Insanity plea not likely for Godbolt; suspect accused of killing 8
The capital defense team for Willie Cory Godbolt — the man accused of shooting to death eight people in a two-day killing spree — won’t likely use an insanity plea even though the defendant underwent a psychological exam.
At a status hearing in Lincoln County Circuit Court Wednesday, Assistant District Attorney Brendon Adams pointed out that prosecutors had not been given a copy of the evaluation and the Feb. 10 trial date is quickly approaching.
“We’ve received nothing from defense. We are getting closer to time,” he told Circuit Judge David Strong. “It’s my understanding that Mr. Godbolt did undergo some type of a psychological evaluation of some sort that was done by the defense’s doctors. We’ve received nothing on that.”
Godbolt, 37, is charged with four counts of capital murder, four counts of first-degree murder, attempted murder and kidnapping charges in connection with the May 27 and 28, 2017, killings of eight people from Bogue Chitto to Brookhaven. He was arrested early on May 28, 2017, and has been held in the Copiah County Jail ever since, making several short appearances in court for status hearings.
Adams questioned defense attorney Allison Steiner, who is with the capital defense counsel division of the state public defender’s office, about sharing the results of the evaluation. Prosecutors are concerned they may need to have Godbolt evaluated by a doctor as well, “as not to force us to have to ask for a continuance,” he said. “If they have things they need to turn over to us they need to turn it over in a timely manner.That way we can prepare for trial, as well.”
Strong pointed out that the state had filed a motion earlier for Godbolt to undergo a psychological exam and Steiner objected to it.
“You’re not telling me as we sit here that there’s any issue of competence are you?” Strong asked.
She said she did not anticipate an insanity defense for her client.
The prosecution did not make any motions to discuss at the status hearing, which Godbolt attended. Several members of the victims’ families sat in the audience and watched in silence.
The state and defense both made suggestions for the number of jury summonses they would like to see mailed to DeSoto County registered voters. A jury from DeSoto County will hear the case against Godbolt at a trial that will be held in Pike County at the courthouse in Magnolia.
Adams spoke with the DA’s office in DeSoto County and was told their rate of return is 40 to 45 percent of potential jurors who will show up for trial.

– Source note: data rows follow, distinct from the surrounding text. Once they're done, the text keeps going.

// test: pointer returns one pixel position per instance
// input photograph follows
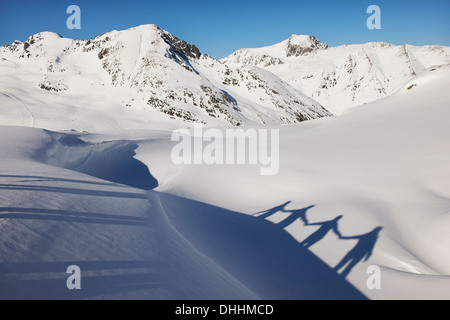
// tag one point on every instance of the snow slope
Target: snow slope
(345, 76)
(384, 164)
(140, 78)
(133, 244)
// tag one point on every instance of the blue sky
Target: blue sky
(221, 27)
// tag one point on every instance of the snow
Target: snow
(346, 76)
(137, 78)
(107, 197)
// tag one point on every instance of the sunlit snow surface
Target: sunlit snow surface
(208, 232)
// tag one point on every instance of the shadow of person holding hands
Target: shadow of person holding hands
(296, 214)
(325, 228)
(362, 250)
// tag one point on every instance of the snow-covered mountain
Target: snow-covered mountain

He suggested 750 summonses be mailed considering the publicity of the case and the inconvenience to the jurors who will be relocated away from home for several weeks.

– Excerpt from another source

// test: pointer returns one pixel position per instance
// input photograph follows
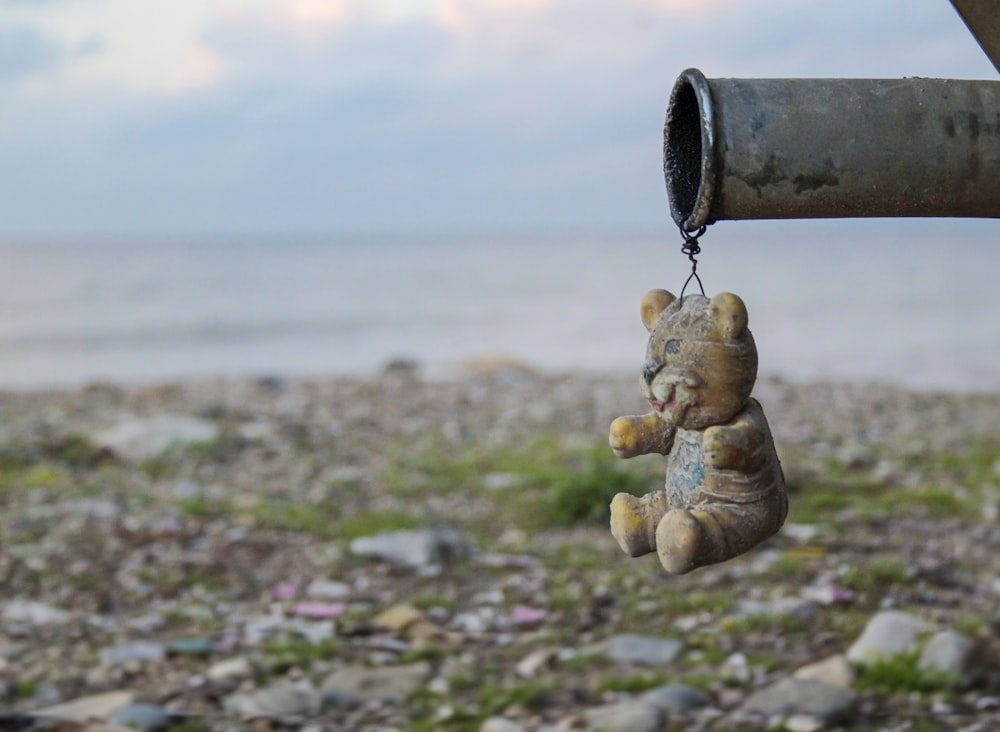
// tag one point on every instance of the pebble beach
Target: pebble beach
(404, 553)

“We’d rather have too many than not enough,” he said.
Steiner suggested less than half of that.
Strong said he discussed with the circuit judge in DeSoto County the size of a pool needed to find 12 jurors and three alternates rather than the usual two.
“I’ll come up with a number. I don’t think it’s going to be 750, but I don’t think it’s 200 or 300 either. Probably 500,” Strong said. “Obviously we’re going to have issues with them not wanting to be away from their families for three weeks. And while they may have heard something about the facts of this case due to the fact that it made national news in some regard I don’t think you’re going to have any issues with people having made their minds up.”
Steiner took advantage of the status hearing to reiterate to the court she does not think the defense team will be adequately prepared for the Feb. 10 trial date. She filed a motion to reset the date Sept. 29, which Strong denied.
The next status hearing is set for Jan 16 at 9 a.m. at the Pike County Courthouse in Magnolia.